Yes, I suppose that would help.

www.uncommonskills.com


----------



## Nomad (Dec 19, 2002)

I like it much better than the piece of junk my daughter is using. It is very easy to navigate which is important. We've had nothing but problems and now it's a Frankenstein of two different sitebuilders put together. We are looking for a new host, do you have a link to the place you got your site from? Thanks,

Nomad


----------



## seagullplayer (Nov 6, 2008)

Need to put it in your signature and start selling, it looks great to me.

Might add some detail to the opening page to catch the eye, something so people will know right away what your subject matter is. Maybe just a corn field or cows or...


----------



## Nomad (Dec 19, 2002)

Thanks for the information. Your site looks ready to publish, if all the links are ready to go. Does it have a feature where you can hide those links that aren't ready until they are finished?

Nomad


----------



## MoonRiver (Sep 2, 2007)

I wouldn't feel comfortable buying from the site. 


The text under Reasons to Shop from Us doesn't support header.
Too much text on home page and the text is all the same.
Can't tell if something is in stock so your shipping policy makes me uncomfortable.
Would not buy from a web site that only offers store credit for returns.

I make a lot of purchases online, but only from sites that I believe are secure, reliable, trustworthy, and will protect my information.

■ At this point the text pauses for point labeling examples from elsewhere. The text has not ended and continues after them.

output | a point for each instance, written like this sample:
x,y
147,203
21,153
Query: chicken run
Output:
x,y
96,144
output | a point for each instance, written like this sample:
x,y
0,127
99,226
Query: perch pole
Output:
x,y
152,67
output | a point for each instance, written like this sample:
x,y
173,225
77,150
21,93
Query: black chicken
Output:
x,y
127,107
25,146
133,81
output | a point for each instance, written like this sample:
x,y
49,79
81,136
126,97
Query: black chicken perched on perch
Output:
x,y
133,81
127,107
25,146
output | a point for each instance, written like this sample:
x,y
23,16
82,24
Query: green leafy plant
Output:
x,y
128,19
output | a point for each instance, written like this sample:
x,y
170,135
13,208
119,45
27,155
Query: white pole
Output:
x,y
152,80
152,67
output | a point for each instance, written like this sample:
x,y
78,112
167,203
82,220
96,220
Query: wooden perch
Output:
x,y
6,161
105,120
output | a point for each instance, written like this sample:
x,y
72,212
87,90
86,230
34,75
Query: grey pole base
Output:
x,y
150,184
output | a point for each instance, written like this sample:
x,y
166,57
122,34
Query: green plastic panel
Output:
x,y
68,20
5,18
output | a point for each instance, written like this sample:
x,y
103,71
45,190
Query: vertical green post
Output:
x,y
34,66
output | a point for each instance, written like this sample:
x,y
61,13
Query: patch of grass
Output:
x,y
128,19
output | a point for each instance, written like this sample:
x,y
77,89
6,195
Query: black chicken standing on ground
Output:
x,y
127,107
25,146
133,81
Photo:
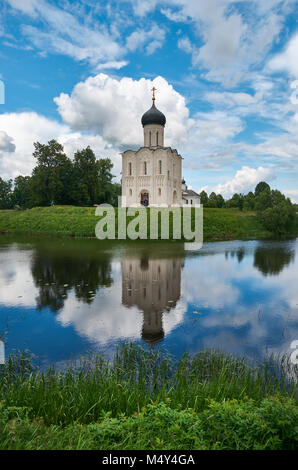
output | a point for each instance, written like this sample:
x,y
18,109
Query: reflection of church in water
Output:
x,y
153,286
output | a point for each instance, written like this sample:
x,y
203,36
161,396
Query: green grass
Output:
x,y
219,224
145,400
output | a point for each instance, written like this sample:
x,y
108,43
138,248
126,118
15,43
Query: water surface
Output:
x,y
61,298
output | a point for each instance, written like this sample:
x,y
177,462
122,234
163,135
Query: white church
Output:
x,y
152,175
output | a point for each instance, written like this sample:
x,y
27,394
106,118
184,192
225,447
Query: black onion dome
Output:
x,y
153,116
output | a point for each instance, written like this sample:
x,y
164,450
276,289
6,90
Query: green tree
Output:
x,y
236,201
85,184
261,187
249,202
212,202
6,200
264,200
204,197
22,193
220,202
279,218
105,185
52,177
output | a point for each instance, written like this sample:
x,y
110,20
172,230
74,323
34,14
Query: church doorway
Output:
x,y
175,197
144,198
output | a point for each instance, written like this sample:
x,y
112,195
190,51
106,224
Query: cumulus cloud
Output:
x,y
287,60
89,39
292,194
26,128
6,143
245,180
113,108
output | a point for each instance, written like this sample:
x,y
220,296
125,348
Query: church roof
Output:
x,y
153,116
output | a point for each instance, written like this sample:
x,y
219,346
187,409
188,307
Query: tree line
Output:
x,y
58,180
275,211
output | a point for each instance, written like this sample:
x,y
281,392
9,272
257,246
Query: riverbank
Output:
x,y
143,400
70,221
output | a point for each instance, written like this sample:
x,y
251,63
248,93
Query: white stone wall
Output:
x,y
142,172
153,135
192,200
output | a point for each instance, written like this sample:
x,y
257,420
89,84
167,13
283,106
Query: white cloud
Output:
x,y
112,65
6,143
229,99
113,108
287,60
63,33
292,194
90,40
27,128
245,180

I am leery of web sites created from templates because it indicates to me that the web site is being created on a shoe string budget and most likely doesn't have adequate security features in place.


----------



## poultryprincess (Aug 9, 2002)

I think you did a Fantastic job....looks Great! I agree with seagullplayer that something eye catching might help on the opening page. I personally don't mind if Templates are used...but I'm a newbie & can't tell anyway...wouldn't alter my opinion of the site.
I was directed quickly thru the options & thought it was good that all the policies were spelled out for customers.
Give yourself a Big "Pat on the back" for a job well done!


----------



## mistletoad (Apr 17, 2003)

I googled a couple of random blurbs and see they were taken directly from book jackets or other websites. A personal blurb would be much better.

I cannot tell from your site if you personally own these books or if you are selling as an Amazon (or other bookseller) associate. Either way I see nothing on your site that convinces me why I would do better to buy from you (they have free shipping on most books at $25).

Are these books new or used? I cannot find the information on your site.

The link to your blog is not active - I visited it anyway and it is much more compelling that your website. I suggest adding the website books to the blog, or incorporating some of the blog content into your website. Would be nice if the templates for each were similar too.

Also agree with MoonRiver's points.

I don't mean this to sound negative, I hope it helps you. I have a couple of successful websites and would have loved to have someone tell me this stuff 14 years ago instead of having to find it out as I went.


----------



## PNP Katahdins (Oct 28, 2008)

The copyright info says "2007" so you might want to change that to be current. Good luck.

Peg


----------